Soil is an important storage bank of the ARGs in the environment, and exogenous ARGs brought by human activities are main sources of the ARGs in the soil, for example, antibiotics are frequently used in animal husbandry as feed additives and widely used for promoting animal growth and treating diseases, but the antibiotics cannot be completely absorbed after entering animal bodies and can be discharged out of the animal bodies along with excrement, so that the excrement of the livestock and poultry often contains the antibiotics and the ARGs. In order to improve crop yield, livestock manure is applied to agricultural soil in large quantities as an organic fertilizer, resulting in continuous residue of antibiotics in the soil, directly resulting in increased diversity and abundance of ARGs in the soil. In addition, sludge and effluent from sewage treatment plants contain hundreds of different types of ARGs that enter agricultural soils with sludge application and sewage irrigation. The global pattern of the ARGs in the soil of the global multi-land farmland has been researched by a plurality of researches, the detection rate of the ARGs is high, the types are diversified, and the abundance is high, particularly, the pollution situations of the ARGs such as sulfonamide resistance genes (sul1 and the like), tetracycline resistance genes (tetM, tetW and the like) are serious, and the hot spot areas polluted by the ARGs are mainly agricultural planting areas with active human activities.
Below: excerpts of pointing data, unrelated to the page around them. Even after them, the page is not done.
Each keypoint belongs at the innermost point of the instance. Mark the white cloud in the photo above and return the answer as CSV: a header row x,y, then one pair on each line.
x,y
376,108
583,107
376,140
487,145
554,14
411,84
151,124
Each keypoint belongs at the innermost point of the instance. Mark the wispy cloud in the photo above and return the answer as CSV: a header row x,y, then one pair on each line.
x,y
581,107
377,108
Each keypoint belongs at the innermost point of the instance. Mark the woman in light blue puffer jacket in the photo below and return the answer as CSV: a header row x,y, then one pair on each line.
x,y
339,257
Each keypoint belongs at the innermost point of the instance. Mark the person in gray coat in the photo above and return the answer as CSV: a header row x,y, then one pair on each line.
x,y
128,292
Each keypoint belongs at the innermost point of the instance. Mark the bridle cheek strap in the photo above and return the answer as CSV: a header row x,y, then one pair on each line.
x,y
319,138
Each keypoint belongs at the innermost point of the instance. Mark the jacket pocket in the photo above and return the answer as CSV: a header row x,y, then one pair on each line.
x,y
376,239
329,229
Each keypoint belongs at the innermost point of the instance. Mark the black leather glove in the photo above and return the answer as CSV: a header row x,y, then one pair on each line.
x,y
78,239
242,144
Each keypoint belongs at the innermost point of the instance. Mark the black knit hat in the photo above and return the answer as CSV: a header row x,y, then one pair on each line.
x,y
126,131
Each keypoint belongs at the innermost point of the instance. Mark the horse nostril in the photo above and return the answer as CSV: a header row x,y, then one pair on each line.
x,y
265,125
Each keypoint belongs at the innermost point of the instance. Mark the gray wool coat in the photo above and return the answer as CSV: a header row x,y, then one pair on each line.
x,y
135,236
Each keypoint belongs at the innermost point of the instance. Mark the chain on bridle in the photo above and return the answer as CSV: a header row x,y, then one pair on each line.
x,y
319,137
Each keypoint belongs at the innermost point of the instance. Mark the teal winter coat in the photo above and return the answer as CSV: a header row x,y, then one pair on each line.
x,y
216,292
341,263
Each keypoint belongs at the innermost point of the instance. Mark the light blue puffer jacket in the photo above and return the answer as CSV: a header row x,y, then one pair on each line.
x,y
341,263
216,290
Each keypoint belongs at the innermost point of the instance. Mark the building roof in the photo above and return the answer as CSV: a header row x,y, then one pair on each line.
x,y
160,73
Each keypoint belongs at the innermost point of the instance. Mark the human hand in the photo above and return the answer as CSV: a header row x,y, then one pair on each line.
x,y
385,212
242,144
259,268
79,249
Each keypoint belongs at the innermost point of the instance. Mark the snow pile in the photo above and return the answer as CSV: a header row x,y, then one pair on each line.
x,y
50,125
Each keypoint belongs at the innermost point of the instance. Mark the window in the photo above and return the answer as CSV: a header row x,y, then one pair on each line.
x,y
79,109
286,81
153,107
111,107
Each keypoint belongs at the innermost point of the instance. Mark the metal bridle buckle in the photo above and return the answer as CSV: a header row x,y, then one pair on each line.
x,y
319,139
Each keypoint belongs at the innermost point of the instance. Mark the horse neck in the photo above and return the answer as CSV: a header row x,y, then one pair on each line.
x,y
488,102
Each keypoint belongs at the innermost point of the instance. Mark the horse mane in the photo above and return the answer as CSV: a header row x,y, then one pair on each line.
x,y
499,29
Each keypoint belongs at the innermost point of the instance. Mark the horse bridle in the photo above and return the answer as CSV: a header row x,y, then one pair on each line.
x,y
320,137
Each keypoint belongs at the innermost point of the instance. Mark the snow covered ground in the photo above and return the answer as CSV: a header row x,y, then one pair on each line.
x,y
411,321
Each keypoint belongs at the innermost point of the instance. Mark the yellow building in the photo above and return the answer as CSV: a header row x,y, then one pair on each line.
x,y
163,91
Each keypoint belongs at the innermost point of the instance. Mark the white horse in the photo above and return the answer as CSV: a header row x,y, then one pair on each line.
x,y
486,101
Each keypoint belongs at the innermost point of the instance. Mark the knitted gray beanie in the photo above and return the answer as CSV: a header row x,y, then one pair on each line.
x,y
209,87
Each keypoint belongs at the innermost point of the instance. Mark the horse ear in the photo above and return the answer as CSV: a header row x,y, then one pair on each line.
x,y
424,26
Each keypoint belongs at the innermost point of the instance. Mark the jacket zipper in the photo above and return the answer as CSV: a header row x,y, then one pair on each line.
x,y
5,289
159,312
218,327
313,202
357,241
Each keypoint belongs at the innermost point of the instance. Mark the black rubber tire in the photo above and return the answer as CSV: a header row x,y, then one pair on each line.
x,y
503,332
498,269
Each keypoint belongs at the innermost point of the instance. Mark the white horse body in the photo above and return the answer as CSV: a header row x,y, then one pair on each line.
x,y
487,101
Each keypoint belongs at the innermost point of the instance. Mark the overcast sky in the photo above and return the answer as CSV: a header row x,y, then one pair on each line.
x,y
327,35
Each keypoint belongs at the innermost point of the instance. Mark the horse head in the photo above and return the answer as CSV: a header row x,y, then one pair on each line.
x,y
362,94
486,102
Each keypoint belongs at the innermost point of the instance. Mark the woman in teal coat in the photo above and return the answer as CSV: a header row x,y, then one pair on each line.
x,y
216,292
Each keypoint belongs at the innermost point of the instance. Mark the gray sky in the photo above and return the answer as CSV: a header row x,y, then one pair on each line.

Bacterial communities in soil are one of the evolutionary origins of ARGs, which can be migratory transmitted between environmental bacteria and clinical pathogens by horizontal gene transfer. In addition, various ARGs can be detected at different parts of vegetables planted in agricultural soil, potential harm can be caused to human bodies through the migration of food chains, the use effect of clinical medicines is seriously reduced by the resistance of generated antibiotics, the medicine selection range is narrowed, and the human health is threatened.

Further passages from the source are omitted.